アイドルだけじゃなく、アニメのキャラクター人形も豊富に揃えているのできっと喜んでもらえるはずだ。
「シャワーを浴びよ。今日はここの食堂で美味しいものが食べられるね」
「うんっ! 楽しみ。たまには高級料理を腹いっぱい食べたいよね、まどか」
石原さんがなにかおかしいことを言い出したぞ? 迷宮食堂は皆様にリーズナブルなご価格で美味なお食事を提供するのがわが社の理念だ。食材と調理法にこだわりこそあれど、決して高級料理ではありませんよ? こいつらはいつもなにを食ってるんだ。
「あ、っと……久しぶりに武器と防具のメンテナンスしたいから、あまり高いものは勘弁してほしい」
「……そっかあ」
「うん……」
明らかに落胆の色を隠せない女子二人。
尚人も意地悪を言いたいのではなく、せっかく稼いだんだから、後回しにしてたメンテナンスをしっかりとやっておきたいのでしょう。
こういう時こそ友人たちの役に立つべきだと俺は決意する。
「尚人、メンテは俺にやらせてくれ」
「え? ……あ、そうか。お前はできたんだよな。でもこれ以上甘えるわけには――」
「同級生だろう? しかも今日の俺はヤタガラスの一員だ。仲間外れにするのか? 兄弟」
「同士!」
熱き抱擁よ、もう一度。
呆けた顔してついて来れない女子二人はこの際無視だ。尚人が後で説明してくれることでしょう。

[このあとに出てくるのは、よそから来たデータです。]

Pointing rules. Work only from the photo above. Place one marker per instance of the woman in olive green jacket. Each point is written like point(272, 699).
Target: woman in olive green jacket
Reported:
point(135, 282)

装備の状態にもよるが、メンテナンスに出すと1万円はかかると思う。3人分になると今日に稼いだお金は飛んでしまうので、尚人が迷ったのはそういうことだ。
俺なら修繕はスキルでこなせるし、ファミリー全員のメンテナンスを担当しているので、アイテムボックスの中には各種の材料が取り揃えてる。
さて、同級生たちと楽しいお食事会の前にちゃっちゃと錬金術でメンテをやってしまおう。